Inconvénients[modifier | modifier le code]

  • Si le lait a été mal déshydraté, produit à partir d'un lait gâté ou s'il a été accidentellement réhumidifié durant sa phase de conservation (en cas de conditionnement non-étanche par exemple), des bactéries et microchampignons peuvent s'y reproduire et y sécréter des toxines (ex : aflatoxine [3],[4]).
  • Avec les anciens procédés et fabrication et surtout s'il a été débarrassé de ses matières grasses, il peut avoir perdu une partie de ses vitamines, dont vitamine A et vitamine D[5].
  • Ce procédé ne débarrasse pas le lait de contaminants tels que les métaux lourds (ex plomb présent dans le lait d'une vache victime de saturnisme animal ou radionucléides. Ils seront même concentrés dans les aliments produits à partir de poudre, si celle-ci est utilisée de manière concentrée.
    L'iode radioactif disparaitra en quelques mois en raison d'une courte demi-vie radioactive mais les radioisotopes du césium et du strontium ou d'autres y perdureront. Dans les années 1950, alors que les retombées de radionucléides augmentaient fortement dans les pluies en raison des nombreux essais nucléaires faits dans l'atmosphère. De nombreuses études ont montré que les vaches pouvaient les concentrer via leur alimentation et les transférer dans le lait. Quelques études ont porté sur le dosage du lait en poudre, pour le strontium 89 et 90 par exemple[6]. Le strontium 90 est jugé le plus dangereux car émetteur bêta et de métabolisme de type ostéotrope[6] ;
  • La diffusion dans le monde de lait en poudre, puis de lait infantile en poudre a localement fait reculer l'allaitement maternel, qui est pourtant a priori et selon de nombreuses études meilleur pour la santé du bébé et de la mère ;[réf. nécessaire].
  • En outre, parfois avec de bonnes intentions, de grandes quantités de poudre de lait ont été exportées par des pays industrialisés vers les pays dits du tiers-monde. Elles y sont vendues sur place à bas prix car fortement subventionnées, ce qui interdit aux producteurs locaux de lait de vendre leur production à un prix leur permettant de vivre. Cette concurrence déloyale est souvent citée, dont lors de la préparation du GATT et par la CNUCED[2]. L'Afrique est souvent citée en exemple de région du Monde où les importations de lait en poudre ont gravement déstructuré les marchés locaux[7], mais l'Amérique du Sud en a aussi subi les effets (en Bolivie notamment[8]).

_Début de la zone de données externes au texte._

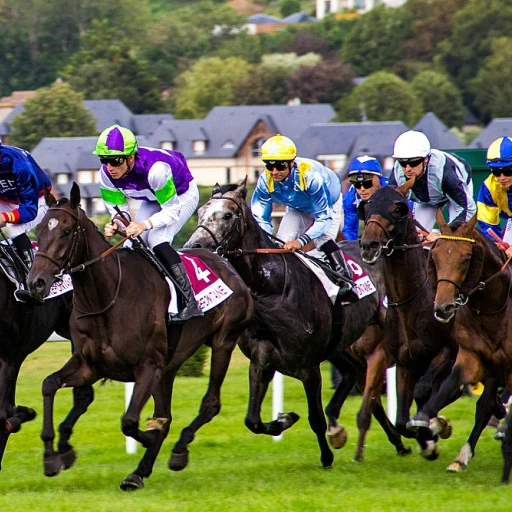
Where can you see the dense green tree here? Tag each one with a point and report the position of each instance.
(440, 96)
(106, 67)
(476, 25)
(492, 86)
(207, 84)
(383, 96)
(326, 82)
(375, 42)
(55, 111)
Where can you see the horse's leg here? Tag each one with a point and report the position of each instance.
(349, 371)
(377, 363)
(487, 404)
(74, 373)
(210, 404)
(157, 429)
(83, 396)
(313, 387)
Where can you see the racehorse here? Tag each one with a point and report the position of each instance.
(119, 331)
(295, 331)
(419, 344)
(24, 327)
(474, 286)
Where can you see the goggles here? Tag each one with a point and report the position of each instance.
(114, 161)
(506, 171)
(412, 162)
(278, 165)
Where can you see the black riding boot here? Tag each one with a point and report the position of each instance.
(26, 252)
(170, 258)
(339, 265)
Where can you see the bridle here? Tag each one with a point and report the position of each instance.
(462, 298)
(78, 234)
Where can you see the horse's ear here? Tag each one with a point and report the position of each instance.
(74, 195)
(216, 189)
(404, 189)
(49, 198)
(241, 190)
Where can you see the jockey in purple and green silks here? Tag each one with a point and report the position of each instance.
(161, 180)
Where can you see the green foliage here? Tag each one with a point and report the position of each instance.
(106, 67)
(55, 111)
(440, 96)
(207, 84)
(382, 96)
(375, 41)
(492, 86)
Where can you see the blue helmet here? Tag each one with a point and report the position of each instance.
(365, 165)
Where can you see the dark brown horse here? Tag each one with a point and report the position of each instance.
(119, 331)
(25, 327)
(424, 349)
(474, 286)
(295, 331)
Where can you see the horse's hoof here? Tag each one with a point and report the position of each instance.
(441, 426)
(178, 461)
(52, 465)
(456, 467)
(13, 425)
(132, 482)
(337, 437)
(68, 458)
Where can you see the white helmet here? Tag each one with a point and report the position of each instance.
(411, 144)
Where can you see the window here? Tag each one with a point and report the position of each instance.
(199, 146)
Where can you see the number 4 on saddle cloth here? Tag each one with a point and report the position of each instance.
(208, 288)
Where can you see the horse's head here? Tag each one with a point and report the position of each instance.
(386, 221)
(455, 265)
(58, 238)
(222, 219)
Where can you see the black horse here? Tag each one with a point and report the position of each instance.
(24, 327)
(295, 330)
(424, 349)
(119, 330)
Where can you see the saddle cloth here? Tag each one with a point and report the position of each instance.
(363, 285)
(208, 288)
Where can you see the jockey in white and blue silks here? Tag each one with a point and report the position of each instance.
(162, 182)
(441, 179)
(365, 177)
(22, 203)
(312, 195)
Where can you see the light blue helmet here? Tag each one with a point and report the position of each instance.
(365, 165)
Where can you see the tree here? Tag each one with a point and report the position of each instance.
(207, 84)
(440, 96)
(106, 67)
(492, 86)
(55, 111)
(375, 41)
(383, 96)
(324, 82)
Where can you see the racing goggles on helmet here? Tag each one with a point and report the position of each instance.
(278, 165)
(114, 161)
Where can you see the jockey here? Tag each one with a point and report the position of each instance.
(494, 199)
(365, 176)
(314, 210)
(441, 179)
(161, 180)
(22, 203)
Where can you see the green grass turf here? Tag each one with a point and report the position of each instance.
(231, 468)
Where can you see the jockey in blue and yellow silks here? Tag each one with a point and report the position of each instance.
(494, 199)
(161, 180)
(312, 195)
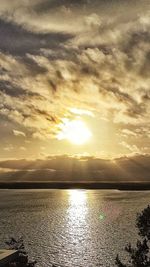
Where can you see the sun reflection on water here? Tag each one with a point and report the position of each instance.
(77, 197)
(77, 200)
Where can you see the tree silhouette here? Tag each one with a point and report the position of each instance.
(22, 259)
(139, 256)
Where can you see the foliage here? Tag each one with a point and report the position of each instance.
(143, 223)
(22, 260)
(139, 256)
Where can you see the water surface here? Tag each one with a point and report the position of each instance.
(71, 227)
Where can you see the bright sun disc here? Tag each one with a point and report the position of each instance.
(75, 131)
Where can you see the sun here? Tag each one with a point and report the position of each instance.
(74, 131)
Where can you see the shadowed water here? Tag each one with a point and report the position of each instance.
(71, 227)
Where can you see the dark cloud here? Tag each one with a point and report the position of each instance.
(18, 41)
(135, 168)
(48, 5)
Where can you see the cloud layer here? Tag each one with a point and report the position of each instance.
(83, 169)
(55, 55)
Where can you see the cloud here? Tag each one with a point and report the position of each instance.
(84, 169)
(18, 133)
(58, 55)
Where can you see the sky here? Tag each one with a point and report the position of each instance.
(74, 79)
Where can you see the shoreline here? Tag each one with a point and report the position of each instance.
(135, 186)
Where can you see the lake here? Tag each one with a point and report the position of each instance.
(69, 228)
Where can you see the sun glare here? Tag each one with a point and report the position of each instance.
(74, 131)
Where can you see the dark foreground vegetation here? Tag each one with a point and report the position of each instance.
(139, 256)
(22, 259)
(76, 185)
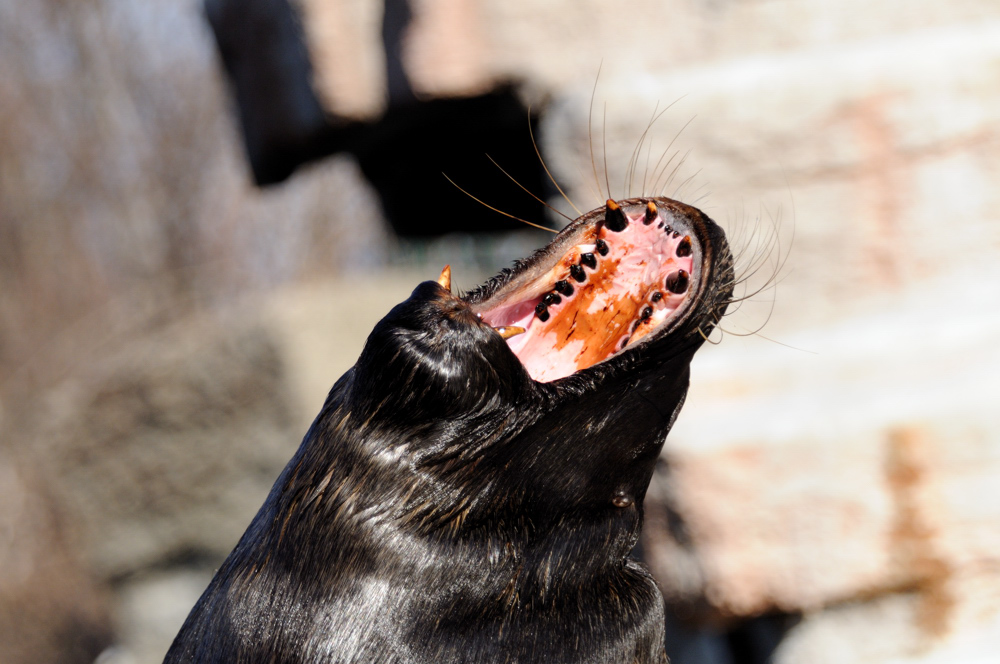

Histoire[modifier | modifier le code]

C'est en 1851 que l'inventeur américain Gail Borden invente le procédé du lait concentré. Celui-ci cherchait à réduire la masse du lait pour en faciliter le transport et le stockage. Cette invention fut une des premières démarrant la révolution des produits conservable sans réfrigération, un véritable tournant dans le quotidien des Américains, étant donné que le produit n’était pas encore en exportation[9]. Ce n'est que quelque temps après, en 1860, que le pharmacien suisse Henri Nestlé synthétise une farine lactée à base de lait de vache et de céréales, qui servira notamment à lutter contre la mortalité infantile[9].

L'invention de Borden connaitra un grand succès quelques années après son émergence, pendant la Guerre de Sécession (1861-1865), auprès des soldats.

C'est en 1908 que Maurice Guigoz[10], autre citoyen suisse, réussi à obtenir de la poudre le lait en le chauffant sous vide. La poudre résultante fut rapidement commercialisée en Suisse, en en France à partir de 1927.

Se périssant en plusieurs mois contre plusieurs jours pour le lait de vache, la farine de lait fut rapidement adoptée par l'industrie laitière et utilisé par les éleveurs sous forme de poudre ou de granulé fabriqué à partir de poudre. La farine de lait était par exemple vendue aux éleveurs en France sous le nom de lactoline[11] et sous la marque Lactéoline pour enrichir les aliments de veaux, génisses, jeunes porcs ou poulains, ou d'autres animaux.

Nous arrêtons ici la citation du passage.